2. 2942 sayılı Kanun'un 10 uncu maddesinin sekizinci fıkrası, 11 inci maddesinin birinci ve ikinci fıkraları.
3. Değerlendirme
1. Temyiz olunan nihai kararların bozulması 6100 sayılı Kanun'un 371 inci maddesinde yer alan sebeplerden birinin varlığı hâlinde mümkündür.

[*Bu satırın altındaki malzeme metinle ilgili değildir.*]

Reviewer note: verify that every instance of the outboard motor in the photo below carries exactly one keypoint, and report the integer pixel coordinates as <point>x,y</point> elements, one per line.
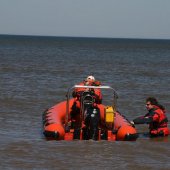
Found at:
<point>91,116</point>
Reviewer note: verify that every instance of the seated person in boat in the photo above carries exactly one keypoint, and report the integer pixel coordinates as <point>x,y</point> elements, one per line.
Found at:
<point>156,118</point>
<point>89,81</point>
<point>89,97</point>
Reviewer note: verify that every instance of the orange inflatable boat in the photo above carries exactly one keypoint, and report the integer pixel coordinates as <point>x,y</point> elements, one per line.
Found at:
<point>82,118</point>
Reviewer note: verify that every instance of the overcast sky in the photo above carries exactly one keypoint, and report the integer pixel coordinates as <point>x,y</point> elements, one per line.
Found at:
<point>86,18</point>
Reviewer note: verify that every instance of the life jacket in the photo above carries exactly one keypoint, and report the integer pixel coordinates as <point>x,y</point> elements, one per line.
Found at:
<point>97,92</point>
<point>159,125</point>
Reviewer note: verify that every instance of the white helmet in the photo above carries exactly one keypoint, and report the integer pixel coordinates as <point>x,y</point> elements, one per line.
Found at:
<point>91,78</point>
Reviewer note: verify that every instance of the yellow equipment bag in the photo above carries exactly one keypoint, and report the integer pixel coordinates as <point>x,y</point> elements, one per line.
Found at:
<point>109,114</point>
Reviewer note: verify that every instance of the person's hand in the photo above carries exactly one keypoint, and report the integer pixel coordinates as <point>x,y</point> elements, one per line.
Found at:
<point>132,122</point>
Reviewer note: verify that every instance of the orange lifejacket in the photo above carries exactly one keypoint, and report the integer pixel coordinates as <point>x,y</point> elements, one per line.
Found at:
<point>159,125</point>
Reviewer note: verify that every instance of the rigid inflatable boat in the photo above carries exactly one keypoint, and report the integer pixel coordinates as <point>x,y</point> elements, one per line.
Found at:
<point>84,119</point>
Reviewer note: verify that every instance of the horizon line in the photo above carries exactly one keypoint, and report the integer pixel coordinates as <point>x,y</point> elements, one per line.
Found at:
<point>55,36</point>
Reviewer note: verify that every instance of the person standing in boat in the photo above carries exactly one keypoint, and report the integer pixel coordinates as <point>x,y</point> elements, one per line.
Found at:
<point>156,118</point>
<point>89,81</point>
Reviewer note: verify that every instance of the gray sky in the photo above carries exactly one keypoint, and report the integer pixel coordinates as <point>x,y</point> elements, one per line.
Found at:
<point>86,18</point>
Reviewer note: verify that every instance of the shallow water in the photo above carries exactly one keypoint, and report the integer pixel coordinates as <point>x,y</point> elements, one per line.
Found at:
<point>36,72</point>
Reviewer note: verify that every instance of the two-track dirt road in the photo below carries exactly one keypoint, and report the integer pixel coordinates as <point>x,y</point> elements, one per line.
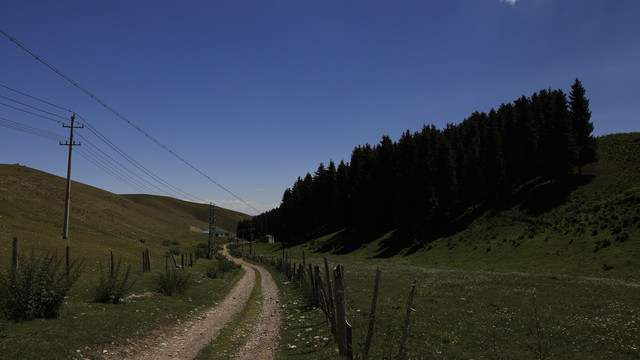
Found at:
<point>186,341</point>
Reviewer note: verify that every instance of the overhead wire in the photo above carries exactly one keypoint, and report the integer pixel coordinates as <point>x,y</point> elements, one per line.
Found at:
<point>33,107</point>
<point>103,161</point>
<point>35,98</point>
<point>116,113</point>
<point>32,113</point>
<point>4,122</point>
<point>115,166</point>
<point>135,163</point>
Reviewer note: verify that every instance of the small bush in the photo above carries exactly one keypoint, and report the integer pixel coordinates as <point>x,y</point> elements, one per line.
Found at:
<point>221,265</point>
<point>172,281</point>
<point>622,237</point>
<point>601,244</point>
<point>38,288</point>
<point>113,286</point>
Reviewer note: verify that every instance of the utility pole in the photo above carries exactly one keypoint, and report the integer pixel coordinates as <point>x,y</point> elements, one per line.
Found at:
<point>71,144</point>
<point>251,240</point>
<point>212,231</point>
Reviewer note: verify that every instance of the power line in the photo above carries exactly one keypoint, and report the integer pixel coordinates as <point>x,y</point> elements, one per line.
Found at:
<point>30,129</point>
<point>112,110</point>
<point>32,113</point>
<point>33,107</point>
<point>35,98</point>
<point>175,191</point>
<point>140,167</point>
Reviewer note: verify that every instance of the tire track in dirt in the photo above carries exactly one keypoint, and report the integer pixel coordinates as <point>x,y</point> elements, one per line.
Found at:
<point>265,338</point>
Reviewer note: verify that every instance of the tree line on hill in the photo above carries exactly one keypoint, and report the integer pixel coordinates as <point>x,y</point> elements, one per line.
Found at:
<point>432,176</point>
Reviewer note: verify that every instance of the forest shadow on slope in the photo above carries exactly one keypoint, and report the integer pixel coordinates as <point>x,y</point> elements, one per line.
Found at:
<point>535,198</point>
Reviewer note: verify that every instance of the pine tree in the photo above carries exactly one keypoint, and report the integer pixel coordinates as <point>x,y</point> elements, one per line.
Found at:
<point>581,124</point>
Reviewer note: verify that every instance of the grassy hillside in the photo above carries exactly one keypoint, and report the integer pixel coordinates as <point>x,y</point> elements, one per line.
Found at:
<point>587,226</point>
<point>32,205</point>
<point>31,208</point>
<point>551,274</point>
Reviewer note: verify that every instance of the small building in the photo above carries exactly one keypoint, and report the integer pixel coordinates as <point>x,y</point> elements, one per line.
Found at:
<point>267,239</point>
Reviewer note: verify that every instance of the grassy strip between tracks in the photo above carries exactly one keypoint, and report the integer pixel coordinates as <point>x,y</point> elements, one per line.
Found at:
<point>237,333</point>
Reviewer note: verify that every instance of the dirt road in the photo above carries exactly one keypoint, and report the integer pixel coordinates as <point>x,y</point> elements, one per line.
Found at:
<point>186,341</point>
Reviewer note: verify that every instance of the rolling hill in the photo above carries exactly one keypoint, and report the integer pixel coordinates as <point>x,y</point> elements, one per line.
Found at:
<point>32,208</point>
<point>589,225</point>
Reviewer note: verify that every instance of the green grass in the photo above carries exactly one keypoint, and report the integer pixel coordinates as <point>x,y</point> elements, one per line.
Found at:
<point>237,333</point>
<point>95,327</point>
<point>463,313</point>
<point>31,208</point>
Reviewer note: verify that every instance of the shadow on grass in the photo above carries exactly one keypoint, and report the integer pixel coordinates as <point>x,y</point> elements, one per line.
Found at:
<point>544,197</point>
<point>535,197</point>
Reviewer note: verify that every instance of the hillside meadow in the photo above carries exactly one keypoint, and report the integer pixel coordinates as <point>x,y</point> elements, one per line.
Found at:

2. Temyizen incelenen İlk Derece Mahkemesi kararının bozmaya uygun olduğu, kararda ve kararın gerekçesinde hukuk kurallarının somut olaya uygulanmasında bir isabetsizlik bulunmadığı, bozma ile kesinleşen ve karşı taraf yararına kazanılmış hak durumunu oluşturan yönlerin ise yeniden incelenmesine hukukça imkân bulunmadığı anlaşılmakla; temyiz dilekçesinde ileri sürülen nedenler kararın bozulmasını gerektirecek nitelikte görülmemiştir.
VII. KARAR
Açıklanan sebeplerle;
Taraf vekillerinin yerinde görülmeyen tüm temyiz itirazlarının reddi ile usul ve kanuna uygun olan kararın ONANMASINA,
Taraflardan peşin alınan temyiz harçlarının Hazineye irat kaydedilmesine,
04.04.2024 tarihinde oy birliğiyle karar verildi.